Alex Salmond has suggested that “Plan B” may be unilateral use of sterling without a currency union, a system known as “sterlingisation”. As I argue in a new paper for the Adam Smith Institute released today, with the right reforms to Scottish financial regulation, Plan B should be Plan A.
The “adaptive sterlingisation” plan would work like this: the Scottish government would announce no change in its use of sterling as the currency it does business in. Scottish banks currently issue their own notes that are backed on a one-to-one basis by sterling notes held at the Bank of England (million pound “Giants” and hundred-million pound “Titans”). Post-independence, they should be free to issue notes backed by their sterling reserves without restriction.
These notes would be redeemable on demand for pounds sterling. But as promissory notes, the banks would be free to issue more or less of them according to their customers’ demand to hold cash. This would act as a market-based mechanism to stabilise demand during downturns, preventing the sort of economic catastrophe that the Eurozone is now enduring.
But to keep Scottish banks honest and prudent, the financial regulations that currently protect established banks from failure would have to be removed. Deposit insurance currently means that depositors have no incentive to put their money into safer banks, because riskier banks can pay more interest without any downside for the depositor.

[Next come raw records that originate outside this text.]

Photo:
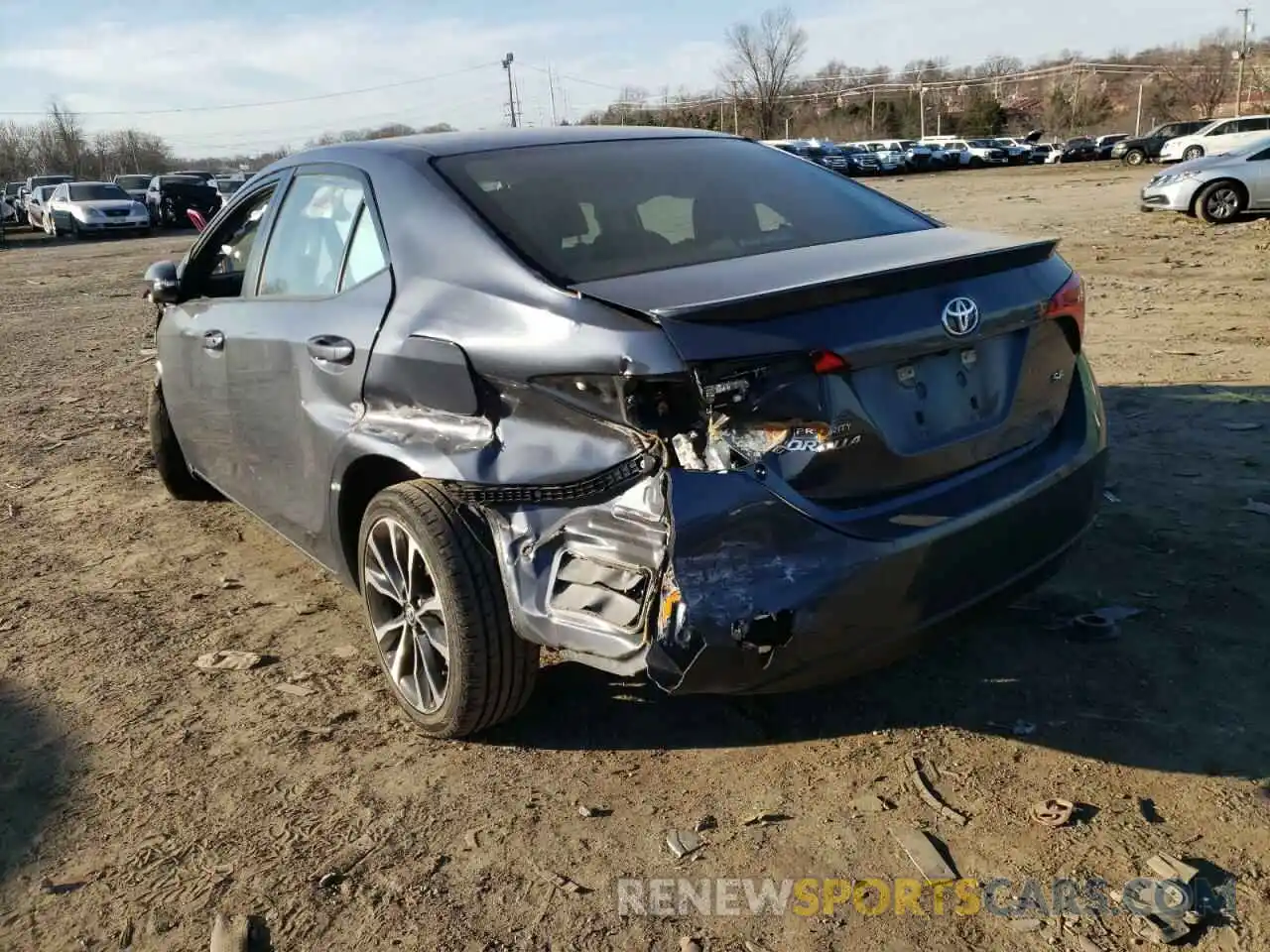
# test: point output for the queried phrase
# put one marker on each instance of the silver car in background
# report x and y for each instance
(81, 208)
(1214, 188)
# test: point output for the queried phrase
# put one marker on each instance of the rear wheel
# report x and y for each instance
(439, 613)
(1219, 202)
(169, 461)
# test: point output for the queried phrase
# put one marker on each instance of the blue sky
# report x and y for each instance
(105, 56)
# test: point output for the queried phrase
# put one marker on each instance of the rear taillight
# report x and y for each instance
(1069, 301)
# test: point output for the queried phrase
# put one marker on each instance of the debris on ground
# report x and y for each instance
(928, 793)
(1161, 911)
(1255, 507)
(564, 884)
(684, 842)
(920, 847)
(230, 934)
(870, 803)
(229, 660)
(1166, 866)
(1147, 807)
(295, 689)
(763, 817)
(1055, 811)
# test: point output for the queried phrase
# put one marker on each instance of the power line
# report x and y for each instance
(318, 98)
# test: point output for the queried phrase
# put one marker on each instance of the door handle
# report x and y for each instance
(329, 349)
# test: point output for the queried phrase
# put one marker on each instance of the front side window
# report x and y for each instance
(309, 239)
(665, 203)
(365, 253)
(231, 246)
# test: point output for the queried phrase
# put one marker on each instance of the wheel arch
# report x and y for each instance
(1238, 186)
(365, 479)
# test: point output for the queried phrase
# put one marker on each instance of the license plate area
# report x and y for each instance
(937, 399)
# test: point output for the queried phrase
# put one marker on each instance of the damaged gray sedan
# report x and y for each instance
(667, 403)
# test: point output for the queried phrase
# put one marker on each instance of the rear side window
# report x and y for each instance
(308, 241)
(602, 209)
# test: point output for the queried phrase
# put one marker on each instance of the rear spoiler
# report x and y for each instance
(760, 287)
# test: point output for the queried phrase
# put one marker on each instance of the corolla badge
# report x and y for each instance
(960, 317)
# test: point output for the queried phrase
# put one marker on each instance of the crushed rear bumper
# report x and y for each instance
(725, 583)
(776, 601)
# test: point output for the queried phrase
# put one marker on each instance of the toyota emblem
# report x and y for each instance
(960, 317)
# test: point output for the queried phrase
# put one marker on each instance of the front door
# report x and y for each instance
(190, 338)
(298, 354)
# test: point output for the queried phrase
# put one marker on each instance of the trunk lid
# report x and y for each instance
(915, 399)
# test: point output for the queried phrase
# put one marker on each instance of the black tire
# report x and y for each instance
(169, 461)
(490, 669)
(1220, 202)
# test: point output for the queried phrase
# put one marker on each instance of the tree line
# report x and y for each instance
(761, 90)
(59, 144)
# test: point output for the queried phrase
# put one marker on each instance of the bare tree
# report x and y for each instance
(762, 62)
(1203, 77)
(66, 137)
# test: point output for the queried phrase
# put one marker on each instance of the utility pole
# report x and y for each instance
(1242, 56)
(552, 95)
(511, 90)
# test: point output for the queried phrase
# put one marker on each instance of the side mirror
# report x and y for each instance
(163, 282)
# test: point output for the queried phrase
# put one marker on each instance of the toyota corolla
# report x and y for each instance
(659, 400)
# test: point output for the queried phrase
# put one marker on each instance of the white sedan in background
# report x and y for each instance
(81, 208)
(36, 203)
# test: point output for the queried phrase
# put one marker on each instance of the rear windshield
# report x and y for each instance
(603, 209)
(95, 193)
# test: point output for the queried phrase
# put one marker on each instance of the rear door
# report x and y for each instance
(1256, 177)
(296, 358)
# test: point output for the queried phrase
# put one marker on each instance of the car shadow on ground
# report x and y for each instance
(35, 762)
(1176, 688)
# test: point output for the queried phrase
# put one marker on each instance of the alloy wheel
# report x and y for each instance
(407, 616)
(1223, 203)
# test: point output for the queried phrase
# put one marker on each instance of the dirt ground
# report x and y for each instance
(140, 794)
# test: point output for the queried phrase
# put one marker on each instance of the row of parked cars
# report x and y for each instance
(943, 153)
(1170, 141)
(60, 204)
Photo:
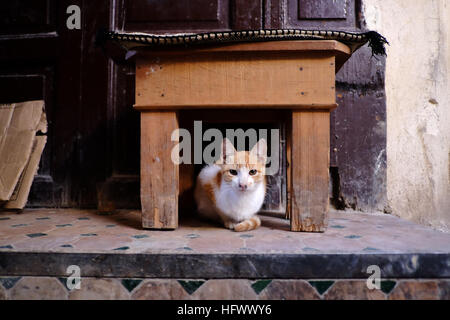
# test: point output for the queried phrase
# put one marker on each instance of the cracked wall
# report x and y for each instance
(418, 106)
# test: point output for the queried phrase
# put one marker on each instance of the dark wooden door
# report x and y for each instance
(92, 155)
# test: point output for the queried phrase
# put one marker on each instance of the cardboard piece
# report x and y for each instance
(20, 149)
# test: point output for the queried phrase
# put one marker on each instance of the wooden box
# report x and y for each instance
(296, 76)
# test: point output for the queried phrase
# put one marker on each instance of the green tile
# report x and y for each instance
(185, 248)
(321, 286)
(35, 235)
(387, 286)
(370, 249)
(8, 283)
(19, 225)
(122, 248)
(310, 249)
(140, 236)
(352, 236)
(130, 284)
(191, 286)
(260, 285)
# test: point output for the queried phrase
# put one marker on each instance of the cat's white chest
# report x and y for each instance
(240, 205)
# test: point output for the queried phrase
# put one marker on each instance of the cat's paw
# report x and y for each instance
(230, 225)
(249, 224)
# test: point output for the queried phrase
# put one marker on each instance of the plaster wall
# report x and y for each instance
(418, 106)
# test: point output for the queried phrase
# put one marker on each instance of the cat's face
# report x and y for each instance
(244, 170)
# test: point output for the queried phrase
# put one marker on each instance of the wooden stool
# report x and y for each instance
(298, 76)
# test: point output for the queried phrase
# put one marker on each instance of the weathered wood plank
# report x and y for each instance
(310, 170)
(159, 174)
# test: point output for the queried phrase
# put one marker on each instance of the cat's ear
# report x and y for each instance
(260, 150)
(228, 150)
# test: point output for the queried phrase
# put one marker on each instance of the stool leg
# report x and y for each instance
(310, 154)
(159, 175)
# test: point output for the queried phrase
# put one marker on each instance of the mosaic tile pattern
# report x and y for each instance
(40, 288)
(71, 230)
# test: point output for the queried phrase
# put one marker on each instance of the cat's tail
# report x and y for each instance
(248, 224)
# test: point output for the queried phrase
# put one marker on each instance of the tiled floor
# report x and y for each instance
(74, 231)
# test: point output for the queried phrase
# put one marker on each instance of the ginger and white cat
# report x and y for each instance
(232, 190)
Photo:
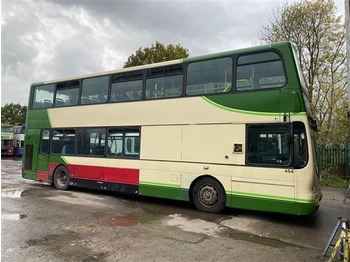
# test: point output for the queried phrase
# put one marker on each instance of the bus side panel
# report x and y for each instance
(163, 184)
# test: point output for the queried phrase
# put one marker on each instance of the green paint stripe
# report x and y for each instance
(158, 184)
(271, 197)
(247, 112)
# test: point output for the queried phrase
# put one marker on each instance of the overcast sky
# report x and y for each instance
(43, 40)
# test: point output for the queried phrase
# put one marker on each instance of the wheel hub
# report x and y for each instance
(208, 195)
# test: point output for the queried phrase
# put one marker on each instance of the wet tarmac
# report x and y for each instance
(40, 223)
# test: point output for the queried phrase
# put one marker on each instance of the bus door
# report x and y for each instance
(43, 156)
(31, 151)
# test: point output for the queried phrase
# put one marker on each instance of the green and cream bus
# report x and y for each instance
(229, 129)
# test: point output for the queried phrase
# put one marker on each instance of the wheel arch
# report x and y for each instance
(204, 176)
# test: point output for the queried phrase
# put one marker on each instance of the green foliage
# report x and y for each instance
(319, 36)
(156, 53)
(13, 114)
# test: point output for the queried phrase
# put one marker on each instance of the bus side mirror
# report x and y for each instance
(287, 138)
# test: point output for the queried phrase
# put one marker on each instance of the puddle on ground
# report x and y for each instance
(13, 216)
(12, 193)
(194, 225)
(211, 229)
(119, 222)
(131, 220)
(271, 242)
(49, 238)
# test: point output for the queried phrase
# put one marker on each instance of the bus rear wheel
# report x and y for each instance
(208, 195)
(61, 178)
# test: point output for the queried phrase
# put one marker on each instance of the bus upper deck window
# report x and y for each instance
(300, 145)
(260, 71)
(43, 96)
(95, 90)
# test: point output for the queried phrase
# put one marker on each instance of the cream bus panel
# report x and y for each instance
(156, 112)
(212, 143)
(161, 143)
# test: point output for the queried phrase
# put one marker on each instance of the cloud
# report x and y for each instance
(43, 40)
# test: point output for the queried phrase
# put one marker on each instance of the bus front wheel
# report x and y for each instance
(61, 178)
(208, 195)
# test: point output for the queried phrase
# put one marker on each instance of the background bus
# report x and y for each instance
(6, 140)
(19, 132)
(229, 129)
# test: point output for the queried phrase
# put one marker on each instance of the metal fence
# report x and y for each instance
(335, 157)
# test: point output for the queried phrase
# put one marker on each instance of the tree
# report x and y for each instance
(13, 114)
(319, 36)
(158, 52)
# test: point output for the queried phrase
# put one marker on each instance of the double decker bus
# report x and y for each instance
(229, 129)
(6, 140)
(18, 140)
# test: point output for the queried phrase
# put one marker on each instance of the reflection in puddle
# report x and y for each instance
(12, 193)
(119, 221)
(194, 225)
(13, 216)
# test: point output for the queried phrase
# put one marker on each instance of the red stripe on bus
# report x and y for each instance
(108, 174)
(42, 176)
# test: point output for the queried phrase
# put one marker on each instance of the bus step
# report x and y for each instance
(339, 247)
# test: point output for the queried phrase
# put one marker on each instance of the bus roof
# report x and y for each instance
(173, 62)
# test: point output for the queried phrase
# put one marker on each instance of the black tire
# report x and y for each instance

This should be replaced by extended liability over shareholders in the event that a bank fails. This would mean that even an insolvent bank would still be able to honour most of its liabilities. Although shareholders would be liable in the event of bank panics in the short run, in the long run, the cost of this would be borne by the depositors themselves in the form of bank charges (to compensate shareholders for the increased risk of owning shares).
Central banks are usually seen as an essential part of a financial system, acting as an unlimited lender of last resort to illiquid banks. And a sterlingised Scotland would have no central bank, so solvent but illiquid banks would have to create their own ways of accessing short-term funds.
But this is not as big a problem as it may seem. International capital markets are now highly efficient and could probably be relied upon to lend to solvent banks in a tight spot. Or in a return to an older way of doing things, private clearing houses could be established by banks to provide the same function.
All that Scotland would lack was an institution that could provide unlimited funds to a bank. But central banks can be a double-edged sword, supporting insolvent banks and lending either too freely to irresponsible banks or not enough during systemic panics (as happened during the Great Depression).
And looking at the “dollarised” economies of Latin America, having no central bank may be a good thing. Panama, Ecuador and El Salvador all use the US dollar without formal agreement with the US, and all have remarkably healthy financial systems. Ecuador dollarised to end a financial crisis in the early 2000s, and along with El Salvador has been praised by the Federal Reserve of Atlanta for the success of its dollarisation policy. But Panama, which has used the US dollar in this way for over a century, might be the best model.
Panama’s banks also lack the regulations that a sterlingised Scotland should look to drop, and it has no central bank. Because of this, its banks are extremely careful – according to the World Economic Forum, the country has the seventh soundest banks in the world, and does extremely well on all of the Forum’s measures of financial health.
During the eighteenth and nineteenth centuries, Scotland had a monetary and financial system similar to the one I propose in this report. The so-called “free banking” era gave birth to the Scottish Enlightenment. At the start of the period, Scots were half as rich as their English neighbours; by the end of it they had almost overtaken them. None other than Adam Smith wrote in the Wealth of Nations that Scotland’s banking system deserved much of the praise for this flourishing.
It may be difficult to persuade Salmond of the benefits of market regulation over state regulation, but he has surprised in the past. If Scots want a financial system that is more stable than the one they – or the rest of the UK – have now, Adam Smith may have one more lesson for them.